Reputation: 721
I have a large sequence file with around 60 million entries (almost 4.5GB). I want to split it. For example, I want to split it into three parts, each having 20 million entries. So far my code is like this:
//Read from sequence file
JavaPairRDD<IntWritable,VectorWritable> seqVectors = sc.sequenceFile(inputPath, IntWritable.class, VectorWritable.class);
JavaPairRDD<IntWritable,VectorWritable> part=seqVectors.coalesce(3);
part.saveAsHadoopFile(outputPath+File.separator+"output", IntWritable.class, VectorWritable.class, SequenceFileOutputFormat.class);
But unfortunately, each of the generated sequence files is around 4GB too (total 12GB)! Can anyone suggest a better/valid approach?
Upvotes: 1
Views: 755
Reputation: 7462
Perhaps not the exact answer you are looking for, but it might be worth trying the second method for sequenceFile reading, the one that takes a minPartitions argument. Keep in mind that coalesce
, which you are using, can only decrease the partitions.

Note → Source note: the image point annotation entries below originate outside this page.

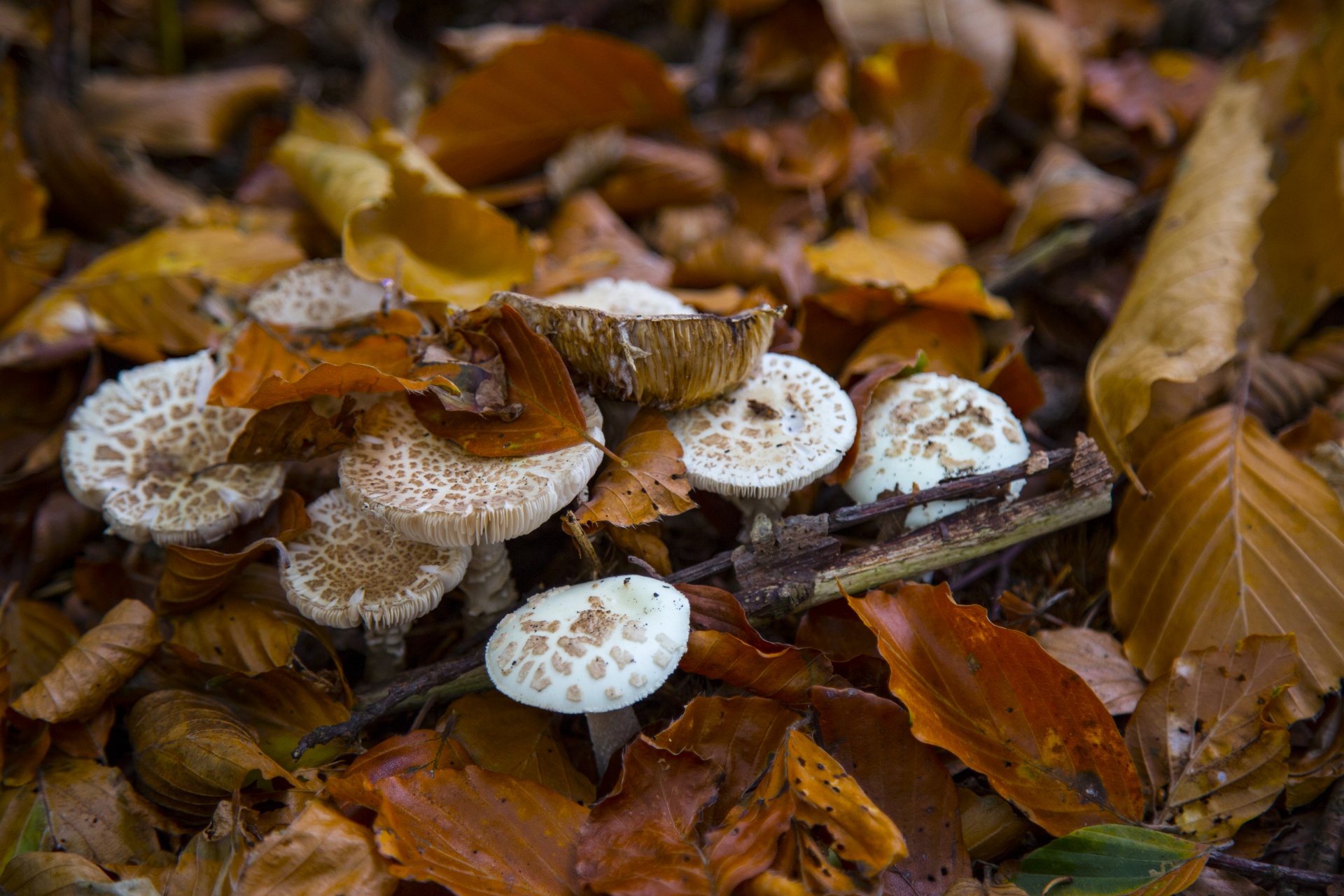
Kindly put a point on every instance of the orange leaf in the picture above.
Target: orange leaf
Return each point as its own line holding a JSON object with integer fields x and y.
{"x": 652, "y": 481}
{"x": 515, "y": 111}
{"x": 906, "y": 780}
{"x": 480, "y": 833}
{"x": 1006, "y": 708}
{"x": 552, "y": 416}
{"x": 641, "y": 837}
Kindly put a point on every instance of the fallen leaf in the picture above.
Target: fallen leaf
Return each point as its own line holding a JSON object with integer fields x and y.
{"x": 515, "y": 111}
{"x": 510, "y": 738}
{"x": 1113, "y": 860}
{"x": 479, "y": 832}
{"x": 1100, "y": 662}
{"x": 1009, "y": 711}
{"x": 1202, "y": 741}
{"x": 92, "y": 671}
{"x": 191, "y": 751}
{"x": 1224, "y": 542}
{"x": 641, "y": 837}
{"x": 321, "y": 853}
{"x": 906, "y": 780}
{"x": 1180, "y": 315}
{"x": 178, "y": 115}
{"x": 552, "y": 416}
{"x": 648, "y": 484}
{"x": 144, "y": 300}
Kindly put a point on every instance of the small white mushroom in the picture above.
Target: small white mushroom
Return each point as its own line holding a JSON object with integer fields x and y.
{"x": 784, "y": 428}
{"x": 347, "y": 571}
{"x": 429, "y": 489}
{"x": 150, "y": 454}
{"x": 622, "y": 298}
{"x": 318, "y": 295}
{"x": 594, "y": 648}
{"x": 930, "y": 428}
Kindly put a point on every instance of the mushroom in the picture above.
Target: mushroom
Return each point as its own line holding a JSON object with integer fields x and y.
{"x": 147, "y": 451}
{"x": 347, "y": 571}
{"x": 432, "y": 491}
{"x": 622, "y": 298}
{"x": 318, "y": 295}
{"x": 930, "y": 428}
{"x": 784, "y": 428}
{"x": 594, "y": 648}
{"x": 668, "y": 360}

Your code should then look like this:
//Read from sequence file
JavaPairRDD<IntWritable,VectorWritable> seqVectors = sc.sequenceFile(inputPath, IntWritable.class, VectorWritable.class, 3);
seqVectors.saveAsHadoopFile(outputPath+File.separator+"output", IntWritable.class, VectorWritable.class, SequenceFileOutputFormat.class);
Another thing that may cause problems is that some SequenceFiles are not splittable.
Upvotes: 1
Reputation: 106
Maybe I'm not understanding your question right, but why not just read your file line by line (= entry by entry?) and build your three files this way? It would be something like this:
int i = 0;
List<PrintWriter> files = new ArrayList<PrintWriter>();
files.add(new PrintWriter("the-file-name1.txt", "UTF-8"));
files.add(new PrintWriter("the-file-name2.txt", "UTF-8"));
files.add(new PrintWriter("the-file-name3.txt", "UTF-8"));
for String line in Files.readAllLines(Paths.get(fileName)){
files.get(i % 3).writeln(line);
i++;
}
In this case, one line every three line goes into the frist, the second and the third file.
An other solution would be to make a binary read, if the file is not a text file, using Files.readAllBytes(Paths.get(inputFileName))
and writing into your output files with Files.write(Paths.get(output1), byteToWrite)
.
However, I do not have an answer to why the output takes so much more place in the way you are doing it. Maybe the encoding is guilty? I think java encodes in UTF-8 by default and your input file might be encoded in ASCII.
Upvotes: 0